Reference data and simulated communities for 16S rRNA GCN prediction

16S rRNA gene has been widely used in microbial diversity studies to determine the community composition and structure. 16S rRNA gene copy number (16S GCN) varies among microbial species and this variation introduces biases to the relative cell abundance estimated using 16S rRNA read counts. To correct the biases, methods (e.g., PICRUST2) have been developed to predict 16S GCN. 16S GCN predictions come with inherent uncertainty, which is often ignored in the downstream analyses.
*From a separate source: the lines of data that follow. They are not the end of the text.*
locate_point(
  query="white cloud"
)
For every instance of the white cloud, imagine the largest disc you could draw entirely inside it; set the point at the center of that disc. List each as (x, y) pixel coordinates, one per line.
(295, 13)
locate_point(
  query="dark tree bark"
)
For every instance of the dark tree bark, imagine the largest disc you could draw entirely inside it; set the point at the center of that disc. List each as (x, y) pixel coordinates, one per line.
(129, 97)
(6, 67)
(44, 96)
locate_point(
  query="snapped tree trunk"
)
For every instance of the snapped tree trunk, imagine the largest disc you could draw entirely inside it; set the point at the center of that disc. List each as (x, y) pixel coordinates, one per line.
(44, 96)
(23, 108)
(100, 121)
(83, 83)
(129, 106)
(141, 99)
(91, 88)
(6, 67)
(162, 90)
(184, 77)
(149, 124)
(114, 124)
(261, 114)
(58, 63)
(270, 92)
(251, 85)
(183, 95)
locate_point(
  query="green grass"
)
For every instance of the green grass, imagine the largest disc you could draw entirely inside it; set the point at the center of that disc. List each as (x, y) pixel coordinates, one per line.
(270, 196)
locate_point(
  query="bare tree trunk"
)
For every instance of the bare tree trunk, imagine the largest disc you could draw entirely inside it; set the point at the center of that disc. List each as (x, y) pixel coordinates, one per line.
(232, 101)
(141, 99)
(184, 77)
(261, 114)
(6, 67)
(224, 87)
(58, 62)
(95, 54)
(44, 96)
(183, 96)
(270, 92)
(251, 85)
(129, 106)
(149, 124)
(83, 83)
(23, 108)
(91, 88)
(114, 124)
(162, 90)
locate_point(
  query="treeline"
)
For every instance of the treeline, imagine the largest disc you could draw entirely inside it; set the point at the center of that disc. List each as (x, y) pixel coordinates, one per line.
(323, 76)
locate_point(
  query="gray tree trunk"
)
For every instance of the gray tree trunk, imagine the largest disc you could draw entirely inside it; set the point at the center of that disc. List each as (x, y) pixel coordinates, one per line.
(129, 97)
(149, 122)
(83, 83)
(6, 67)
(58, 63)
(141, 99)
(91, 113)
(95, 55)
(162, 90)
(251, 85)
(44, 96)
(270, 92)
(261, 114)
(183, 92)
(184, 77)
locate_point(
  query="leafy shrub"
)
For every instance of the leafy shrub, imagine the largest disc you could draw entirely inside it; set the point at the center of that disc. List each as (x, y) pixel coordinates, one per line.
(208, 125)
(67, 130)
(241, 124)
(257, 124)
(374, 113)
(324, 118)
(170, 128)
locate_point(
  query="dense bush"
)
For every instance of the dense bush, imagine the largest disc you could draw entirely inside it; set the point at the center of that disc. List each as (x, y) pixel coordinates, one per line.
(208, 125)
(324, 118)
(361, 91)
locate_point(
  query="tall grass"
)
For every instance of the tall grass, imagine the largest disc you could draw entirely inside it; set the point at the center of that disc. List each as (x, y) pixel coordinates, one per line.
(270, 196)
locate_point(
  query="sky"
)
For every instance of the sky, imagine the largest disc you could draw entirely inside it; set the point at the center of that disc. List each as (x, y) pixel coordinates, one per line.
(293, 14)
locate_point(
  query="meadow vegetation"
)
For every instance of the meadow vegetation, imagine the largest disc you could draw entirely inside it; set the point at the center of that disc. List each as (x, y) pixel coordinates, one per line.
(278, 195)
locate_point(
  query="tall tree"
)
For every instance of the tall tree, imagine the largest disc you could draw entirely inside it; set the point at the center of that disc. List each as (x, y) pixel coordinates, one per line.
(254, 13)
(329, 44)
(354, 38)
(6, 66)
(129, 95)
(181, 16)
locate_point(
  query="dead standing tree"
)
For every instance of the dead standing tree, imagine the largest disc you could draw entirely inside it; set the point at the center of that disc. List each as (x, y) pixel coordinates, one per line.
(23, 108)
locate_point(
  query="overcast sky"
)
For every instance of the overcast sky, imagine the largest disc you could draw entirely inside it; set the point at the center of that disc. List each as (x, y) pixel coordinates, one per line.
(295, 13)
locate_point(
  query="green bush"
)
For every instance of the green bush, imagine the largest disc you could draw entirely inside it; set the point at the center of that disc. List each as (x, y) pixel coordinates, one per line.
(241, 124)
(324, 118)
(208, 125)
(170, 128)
However, a recent study suggests that the uncertainty can be so great that copy number correction is not justified in practice. Despite the significant implications in 16S rRNA-based microbial diversity studies, the uncertainty associated with 16S GCN predictions has not been well characterized. Here we develop a novel method to better model and capture the inherent uncertainty. Using cross-validation, we show that our method provides robust confidence estimates for the GCN predictions and outperforms PICRUST2 in both precision and recall. We found that 16S GCN correction should improve compositional and functional profiles estimated using 16S rRNA reads. On the other hand, we found that GCN variation has limited impacts on PCoA, PERMANOVA and random forest test, and 16S rRNA GCN correction is unnecessary in beta-diversity analyses.